No consumer likes a surprise on the bill, unless, of course, it’s the rare happy surprise. But lots of companies seem to consider inflated invoices integral to the business plan. As we all know from too much experience, the ploy works like this: hook the customer with a low advertised price, then hit him with extra charges.
Business jet travelers’ bills sometimes come loaded with surprises, at least for those who haven’t perused all the fine print. If you’re a charter customer, for example, even the basic flight charges can be difficult to predict: in addition to a per-hour fee for time in the air, there’s a price for taxiing, and some operators also impose minimum flight times, daily minimums or premiums for international or overnight routes. In addition, you can be charged fees for positioning, deicing and catering, plus federal excise tax, segment and fuel surcharges and an assortment of other add-ons.

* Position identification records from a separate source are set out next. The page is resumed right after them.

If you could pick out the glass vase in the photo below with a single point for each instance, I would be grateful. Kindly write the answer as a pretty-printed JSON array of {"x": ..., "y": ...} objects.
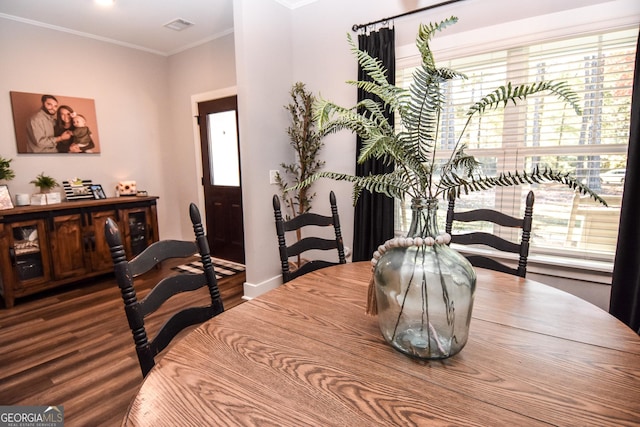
[{"x": 424, "y": 289}]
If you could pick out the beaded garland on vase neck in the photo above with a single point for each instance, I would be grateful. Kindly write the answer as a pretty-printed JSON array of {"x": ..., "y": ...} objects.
[{"x": 422, "y": 290}]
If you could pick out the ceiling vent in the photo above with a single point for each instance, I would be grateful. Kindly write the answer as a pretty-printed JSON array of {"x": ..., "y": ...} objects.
[{"x": 178, "y": 24}]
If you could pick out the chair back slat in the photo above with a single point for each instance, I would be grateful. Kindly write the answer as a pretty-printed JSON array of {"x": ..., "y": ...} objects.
[
  {"x": 147, "y": 348},
  {"x": 307, "y": 243},
  {"x": 491, "y": 240}
]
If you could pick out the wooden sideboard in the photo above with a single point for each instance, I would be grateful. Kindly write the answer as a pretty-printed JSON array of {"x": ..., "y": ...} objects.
[{"x": 42, "y": 247}]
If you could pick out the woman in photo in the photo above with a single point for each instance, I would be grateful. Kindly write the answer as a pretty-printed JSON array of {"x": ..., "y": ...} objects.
[{"x": 64, "y": 122}]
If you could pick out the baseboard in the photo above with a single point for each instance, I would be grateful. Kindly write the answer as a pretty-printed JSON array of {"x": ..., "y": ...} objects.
[{"x": 252, "y": 290}]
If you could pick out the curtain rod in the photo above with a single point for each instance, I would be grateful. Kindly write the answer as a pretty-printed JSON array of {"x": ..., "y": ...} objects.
[{"x": 356, "y": 27}]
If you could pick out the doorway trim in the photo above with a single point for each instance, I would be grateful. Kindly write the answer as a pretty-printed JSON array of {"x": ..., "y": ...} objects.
[{"x": 195, "y": 99}]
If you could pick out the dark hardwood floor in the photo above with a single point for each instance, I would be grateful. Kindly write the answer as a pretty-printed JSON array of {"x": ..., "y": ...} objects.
[{"x": 73, "y": 347}]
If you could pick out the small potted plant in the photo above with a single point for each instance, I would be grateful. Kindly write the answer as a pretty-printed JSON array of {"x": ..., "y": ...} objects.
[
  {"x": 45, "y": 183},
  {"x": 6, "y": 173}
]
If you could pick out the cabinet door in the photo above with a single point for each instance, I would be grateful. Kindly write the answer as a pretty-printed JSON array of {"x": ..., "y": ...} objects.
[
  {"x": 99, "y": 249},
  {"x": 28, "y": 253},
  {"x": 137, "y": 226},
  {"x": 70, "y": 246}
]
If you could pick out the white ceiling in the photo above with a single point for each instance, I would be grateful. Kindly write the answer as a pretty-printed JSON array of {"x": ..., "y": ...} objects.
[{"x": 133, "y": 23}]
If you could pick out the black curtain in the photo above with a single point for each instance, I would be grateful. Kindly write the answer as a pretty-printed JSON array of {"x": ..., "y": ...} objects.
[
  {"x": 625, "y": 286},
  {"x": 373, "y": 222}
]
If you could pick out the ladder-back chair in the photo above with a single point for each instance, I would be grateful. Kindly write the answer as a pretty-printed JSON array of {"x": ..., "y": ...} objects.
[
  {"x": 147, "y": 348},
  {"x": 491, "y": 240},
  {"x": 309, "y": 243}
]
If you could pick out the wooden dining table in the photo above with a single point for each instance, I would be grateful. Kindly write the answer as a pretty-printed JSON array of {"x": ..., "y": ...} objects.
[{"x": 306, "y": 354}]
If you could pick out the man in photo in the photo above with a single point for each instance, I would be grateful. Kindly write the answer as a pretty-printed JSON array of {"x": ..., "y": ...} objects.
[{"x": 40, "y": 133}]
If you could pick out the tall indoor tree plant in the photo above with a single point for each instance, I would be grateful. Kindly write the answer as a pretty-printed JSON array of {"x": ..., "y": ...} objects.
[
  {"x": 424, "y": 289},
  {"x": 306, "y": 141}
]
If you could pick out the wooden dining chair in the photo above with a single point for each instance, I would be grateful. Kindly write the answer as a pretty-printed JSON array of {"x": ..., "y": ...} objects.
[
  {"x": 147, "y": 348},
  {"x": 491, "y": 240},
  {"x": 304, "y": 244}
]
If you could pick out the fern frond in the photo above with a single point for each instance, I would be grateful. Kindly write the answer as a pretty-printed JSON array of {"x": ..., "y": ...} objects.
[
  {"x": 390, "y": 184},
  {"x": 503, "y": 94},
  {"x": 425, "y": 33},
  {"x": 456, "y": 185}
]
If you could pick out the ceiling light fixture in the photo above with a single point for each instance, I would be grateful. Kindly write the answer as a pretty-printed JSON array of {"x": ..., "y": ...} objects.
[{"x": 178, "y": 24}]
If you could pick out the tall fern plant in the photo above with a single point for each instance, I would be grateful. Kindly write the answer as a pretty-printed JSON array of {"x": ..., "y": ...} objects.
[{"x": 412, "y": 147}]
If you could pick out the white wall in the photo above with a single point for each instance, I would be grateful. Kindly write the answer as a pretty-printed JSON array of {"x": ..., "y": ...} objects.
[
  {"x": 143, "y": 101},
  {"x": 142, "y": 105},
  {"x": 263, "y": 66},
  {"x": 321, "y": 58},
  {"x": 199, "y": 70}
]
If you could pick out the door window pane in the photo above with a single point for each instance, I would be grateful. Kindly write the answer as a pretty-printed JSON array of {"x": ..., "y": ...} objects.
[{"x": 223, "y": 149}]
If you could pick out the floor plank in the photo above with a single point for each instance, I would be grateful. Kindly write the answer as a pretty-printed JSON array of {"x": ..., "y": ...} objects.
[{"x": 72, "y": 346}]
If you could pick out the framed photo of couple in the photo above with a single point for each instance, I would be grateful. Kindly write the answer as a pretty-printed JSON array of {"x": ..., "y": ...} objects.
[{"x": 51, "y": 123}]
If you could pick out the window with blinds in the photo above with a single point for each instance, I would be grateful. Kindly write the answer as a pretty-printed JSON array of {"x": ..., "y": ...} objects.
[{"x": 542, "y": 130}]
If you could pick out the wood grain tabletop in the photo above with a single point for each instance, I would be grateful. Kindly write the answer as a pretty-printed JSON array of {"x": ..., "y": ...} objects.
[{"x": 306, "y": 354}]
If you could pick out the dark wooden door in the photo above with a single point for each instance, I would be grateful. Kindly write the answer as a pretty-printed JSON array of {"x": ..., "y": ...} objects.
[{"x": 221, "y": 179}]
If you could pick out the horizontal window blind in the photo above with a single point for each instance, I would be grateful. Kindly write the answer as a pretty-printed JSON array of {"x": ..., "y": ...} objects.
[{"x": 542, "y": 130}]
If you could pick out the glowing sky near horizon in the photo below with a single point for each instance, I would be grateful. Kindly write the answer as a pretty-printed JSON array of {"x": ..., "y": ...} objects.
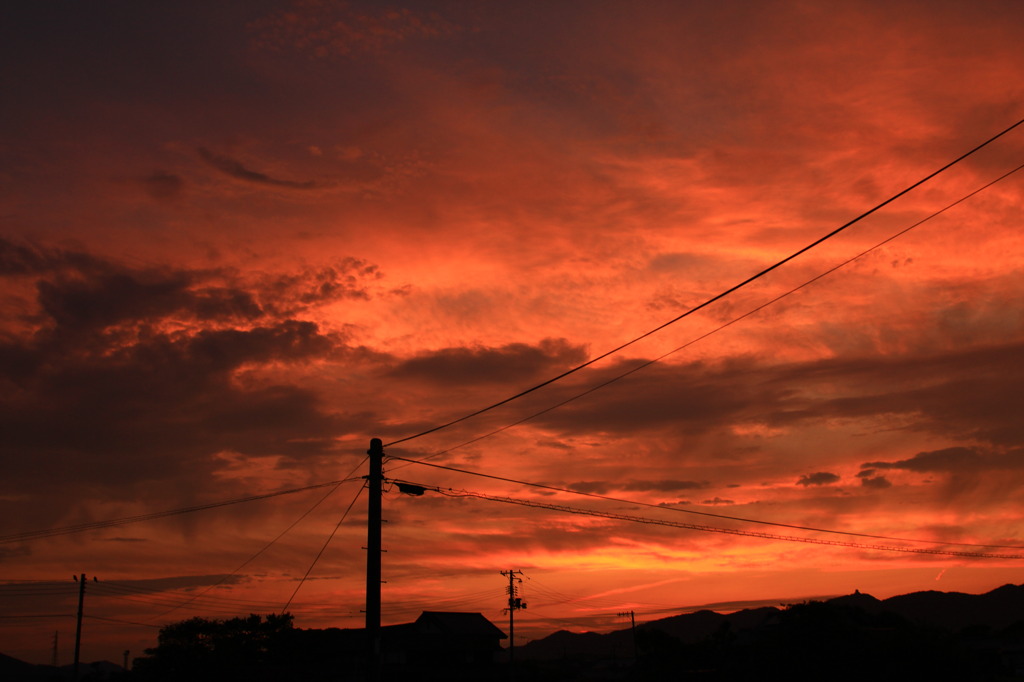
[{"x": 238, "y": 241}]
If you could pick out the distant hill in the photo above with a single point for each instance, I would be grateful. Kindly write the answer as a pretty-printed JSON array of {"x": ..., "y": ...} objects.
[
  {"x": 950, "y": 611},
  {"x": 13, "y": 670}
]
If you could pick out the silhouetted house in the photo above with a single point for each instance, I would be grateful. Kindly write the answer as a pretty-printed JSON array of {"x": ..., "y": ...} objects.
[
  {"x": 436, "y": 641},
  {"x": 443, "y": 637}
]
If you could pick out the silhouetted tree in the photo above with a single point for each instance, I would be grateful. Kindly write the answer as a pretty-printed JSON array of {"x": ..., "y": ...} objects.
[{"x": 250, "y": 648}]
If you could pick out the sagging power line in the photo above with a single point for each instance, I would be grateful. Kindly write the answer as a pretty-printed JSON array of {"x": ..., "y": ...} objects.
[{"x": 715, "y": 298}]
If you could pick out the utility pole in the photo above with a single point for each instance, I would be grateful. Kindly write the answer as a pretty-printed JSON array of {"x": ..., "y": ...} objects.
[
  {"x": 633, "y": 625},
  {"x": 515, "y": 603},
  {"x": 78, "y": 629},
  {"x": 374, "y": 481}
]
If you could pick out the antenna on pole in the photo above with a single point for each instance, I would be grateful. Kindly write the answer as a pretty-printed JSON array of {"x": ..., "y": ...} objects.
[
  {"x": 374, "y": 481},
  {"x": 515, "y": 603},
  {"x": 78, "y": 629}
]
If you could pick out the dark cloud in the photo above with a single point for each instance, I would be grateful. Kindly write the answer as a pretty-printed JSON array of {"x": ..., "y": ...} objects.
[
  {"x": 18, "y": 259},
  {"x": 603, "y": 486},
  {"x": 348, "y": 279},
  {"x": 235, "y": 169},
  {"x": 130, "y": 378},
  {"x": 514, "y": 363},
  {"x": 332, "y": 30},
  {"x": 819, "y": 478},
  {"x": 949, "y": 460},
  {"x": 163, "y": 185},
  {"x": 962, "y": 393}
]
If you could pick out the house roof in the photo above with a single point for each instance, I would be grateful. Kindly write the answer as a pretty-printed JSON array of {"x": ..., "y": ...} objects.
[{"x": 459, "y": 625}]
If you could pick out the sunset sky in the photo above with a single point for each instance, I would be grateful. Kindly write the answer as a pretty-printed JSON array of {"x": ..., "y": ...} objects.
[{"x": 240, "y": 240}]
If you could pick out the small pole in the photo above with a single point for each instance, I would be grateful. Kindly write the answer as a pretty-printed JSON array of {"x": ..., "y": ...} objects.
[
  {"x": 515, "y": 603},
  {"x": 78, "y": 629},
  {"x": 633, "y": 625},
  {"x": 374, "y": 482}
]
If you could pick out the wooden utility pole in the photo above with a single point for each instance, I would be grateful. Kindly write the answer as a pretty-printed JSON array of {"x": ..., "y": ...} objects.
[
  {"x": 633, "y": 625},
  {"x": 78, "y": 629},
  {"x": 515, "y": 603},
  {"x": 374, "y": 481}
]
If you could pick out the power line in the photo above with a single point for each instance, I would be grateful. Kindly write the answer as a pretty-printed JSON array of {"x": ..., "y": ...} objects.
[
  {"x": 644, "y": 365},
  {"x": 710, "y": 528},
  {"x": 713, "y": 299},
  {"x": 95, "y": 525},
  {"x": 596, "y": 496},
  {"x": 324, "y": 548},
  {"x": 272, "y": 542}
]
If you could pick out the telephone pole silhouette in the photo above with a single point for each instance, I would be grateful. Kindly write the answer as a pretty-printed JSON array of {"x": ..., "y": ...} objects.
[
  {"x": 78, "y": 629},
  {"x": 633, "y": 625},
  {"x": 374, "y": 481},
  {"x": 515, "y": 603}
]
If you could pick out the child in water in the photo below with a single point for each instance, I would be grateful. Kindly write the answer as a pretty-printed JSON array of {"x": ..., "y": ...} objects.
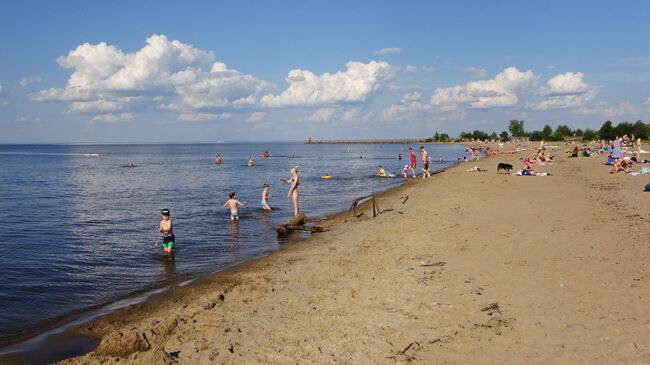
[
  {"x": 265, "y": 196},
  {"x": 167, "y": 232},
  {"x": 233, "y": 203}
]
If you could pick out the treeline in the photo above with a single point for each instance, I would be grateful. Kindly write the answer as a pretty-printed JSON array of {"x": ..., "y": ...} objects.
[{"x": 562, "y": 132}]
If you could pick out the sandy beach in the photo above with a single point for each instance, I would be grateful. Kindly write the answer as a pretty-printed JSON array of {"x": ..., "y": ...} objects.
[{"x": 474, "y": 267}]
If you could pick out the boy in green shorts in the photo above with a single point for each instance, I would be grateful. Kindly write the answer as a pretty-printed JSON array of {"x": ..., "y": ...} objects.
[{"x": 167, "y": 232}]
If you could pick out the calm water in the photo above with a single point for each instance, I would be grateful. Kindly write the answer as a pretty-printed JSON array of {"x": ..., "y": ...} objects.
[{"x": 80, "y": 228}]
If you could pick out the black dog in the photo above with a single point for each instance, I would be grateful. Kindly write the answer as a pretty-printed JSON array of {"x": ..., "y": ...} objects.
[{"x": 504, "y": 166}]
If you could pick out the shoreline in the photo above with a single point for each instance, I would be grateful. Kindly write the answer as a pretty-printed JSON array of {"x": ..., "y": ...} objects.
[
  {"x": 68, "y": 324},
  {"x": 347, "y": 273}
]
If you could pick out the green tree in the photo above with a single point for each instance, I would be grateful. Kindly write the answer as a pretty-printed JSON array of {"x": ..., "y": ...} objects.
[
  {"x": 516, "y": 128},
  {"x": 606, "y": 132}
]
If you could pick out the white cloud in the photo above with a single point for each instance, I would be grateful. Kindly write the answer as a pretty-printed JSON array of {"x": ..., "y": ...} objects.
[
  {"x": 29, "y": 80},
  {"x": 388, "y": 51},
  {"x": 478, "y": 72},
  {"x": 203, "y": 117},
  {"x": 256, "y": 117},
  {"x": 102, "y": 106},
  {"x": 567, "y": 90},
  {"x": 501, "y": 91},
  {"x": 408, "y": 108},
  {"x": 111, "y": 118},
  {"x": 567, "y": 83},
  {"x": 416, "y": 69},
  {"x": 165, "y": 74},
  {"x": 323, "y": 115},
  {"x": 355, "y": 85}
]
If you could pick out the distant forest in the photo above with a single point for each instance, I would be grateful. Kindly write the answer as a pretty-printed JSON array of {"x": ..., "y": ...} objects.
[{"x": 561, "y": 133}]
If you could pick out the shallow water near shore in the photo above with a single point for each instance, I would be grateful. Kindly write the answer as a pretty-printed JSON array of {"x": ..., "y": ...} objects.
[{"x": 80, "y": 225}]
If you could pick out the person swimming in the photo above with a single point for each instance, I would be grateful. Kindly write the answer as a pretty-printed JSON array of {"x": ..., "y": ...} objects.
[{"x": 167, "y": 231}]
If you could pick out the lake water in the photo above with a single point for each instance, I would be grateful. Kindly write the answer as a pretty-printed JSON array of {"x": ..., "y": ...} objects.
[{"x": 80, "y": 227}]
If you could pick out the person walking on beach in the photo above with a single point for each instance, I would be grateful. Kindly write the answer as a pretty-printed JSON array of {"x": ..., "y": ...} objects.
[
  {"x": 294, "y": 181},
  {"x": 233, "y": 203},
  {"x": 413, "y": 161},
  {"x": 424, "y": 157},
  {"x": 266, "y": 196},
  {"x": 167, "y": 231}
]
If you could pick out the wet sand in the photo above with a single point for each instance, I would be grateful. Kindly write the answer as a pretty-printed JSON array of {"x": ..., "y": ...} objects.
[{"x": 474, "y": 267}]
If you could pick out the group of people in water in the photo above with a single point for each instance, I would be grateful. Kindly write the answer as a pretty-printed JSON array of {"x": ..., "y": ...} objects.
[{"x": 425, "y": 159}]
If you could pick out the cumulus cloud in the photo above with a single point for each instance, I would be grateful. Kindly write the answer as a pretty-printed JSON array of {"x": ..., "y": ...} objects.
[
  {"x": 203, "y": 117},
  {"x": 164, "y": 73},
  {"x": 323, "y": 115},
  {"x": 567, "y": 90},
  {"x": 111, "y": 118},
  {"x": 388, "y": 50},
  {"x": 256, "y": 117},
  {"x": 338, "y": 116},
  {"x": 29, "y": 80},
  {"x": 416, "y": 69},
  {"x": 478, "y": 72},
  {"x": 355, "y": 85},
  {"x": 408, "y": 108},
  {"x": 501, "y": 91}
]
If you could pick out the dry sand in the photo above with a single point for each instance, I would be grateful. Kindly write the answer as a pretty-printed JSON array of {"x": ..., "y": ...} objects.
[{"x": 474, "y": 268}]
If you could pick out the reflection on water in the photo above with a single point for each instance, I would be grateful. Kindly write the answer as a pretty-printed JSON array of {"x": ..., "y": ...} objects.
[{"x": 80, "y": 227}]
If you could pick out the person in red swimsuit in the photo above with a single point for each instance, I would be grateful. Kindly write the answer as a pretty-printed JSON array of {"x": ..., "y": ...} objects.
[{"x": 413, "y": 162}]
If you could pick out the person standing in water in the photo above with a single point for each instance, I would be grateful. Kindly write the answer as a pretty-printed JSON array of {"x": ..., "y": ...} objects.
[
  {"x": 294, "y": 181},
  {"x": 167, "y": 231},
  {"x": 233, "y": 203},
  {"x": 413, "y": 162},
  {"x": 266, "y": 196},
  {"x": 424, "y": 157}
]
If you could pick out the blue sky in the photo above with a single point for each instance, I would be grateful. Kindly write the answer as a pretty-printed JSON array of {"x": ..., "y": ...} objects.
[{"x": 160, "y": 71}]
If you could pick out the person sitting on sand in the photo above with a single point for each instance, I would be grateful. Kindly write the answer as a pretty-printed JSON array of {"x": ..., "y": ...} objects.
[
  {"x": 623, "y": 165},
  {"x": 265, "y": 196},
  {"x": 167, "y": 231},
  {"x": 233, "y": 203},
  {"x": 294, "y": 181}
]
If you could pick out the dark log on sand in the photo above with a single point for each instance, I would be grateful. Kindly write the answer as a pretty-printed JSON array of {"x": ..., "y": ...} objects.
[{"x": 294, "y": 223}]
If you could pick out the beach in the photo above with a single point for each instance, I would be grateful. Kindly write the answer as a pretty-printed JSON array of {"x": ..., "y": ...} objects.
[{"x": 466, "y": 267}]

Oh, and while payment of all these fees will get you up in the air and to your destination, they won’t cover landing. If you’d like to actually return to the ground at the end of your flight, you’ll likely have to pay a charge for that, too.
Despite all of this, charter invoices are a model of simplicity compared with what many fractional-share buyers face. You could almost finish a Tolstoy novel in the time in takes to wade through some fractional contracts—and if you do read yours, you’ll find that acquiring a fractional share involves a lot more than simply deciding what portion of what aircraft you want and paying for it. In addition to the purchase price, there’s an hourly operational fee, plus charges to cover such things as fuel stops and peak travel days. Yet another substantial cost consists not of an amount you pay but of an amount you don’t receive when you sell, due to depreciation.
You know the old acronym KISS, for Keep It Simple Stupid? As it happens, it was coined by someone in the aviation field—Kelly Johnson, a renowned engineer at Lockheed Martin. I suspect some people in bizav could have benefitted from his advice.
Now, finally, it seems that some of them are getting the point, as we may be witnessing the beginning of a shift toward simpler billing for private aviation services. Many jet cards, for example, tout all-inclusive pricing, with locked-in rates, no fuel surcharges and no interchange fees for using an aircraft model other than the one specified in your contract.
The latest trend may be to do away with per-flight charges altogether. As columnist James Wynbrandt noted in BJT last August, Surf Air now offers an all-you-can-fly membership deal that lets you take as many trips as you want between L.A. and San Francisco for a flat monthly fee (plus a nominal one-time membership charge).
So while private jet travel will never be as inexpensive as taking a bus, paying for it may one day be nearly as simple. And that’s good news. Low come-on prices can seem great initially but the thrill can end abruptly with the arrival of a much higher final bill.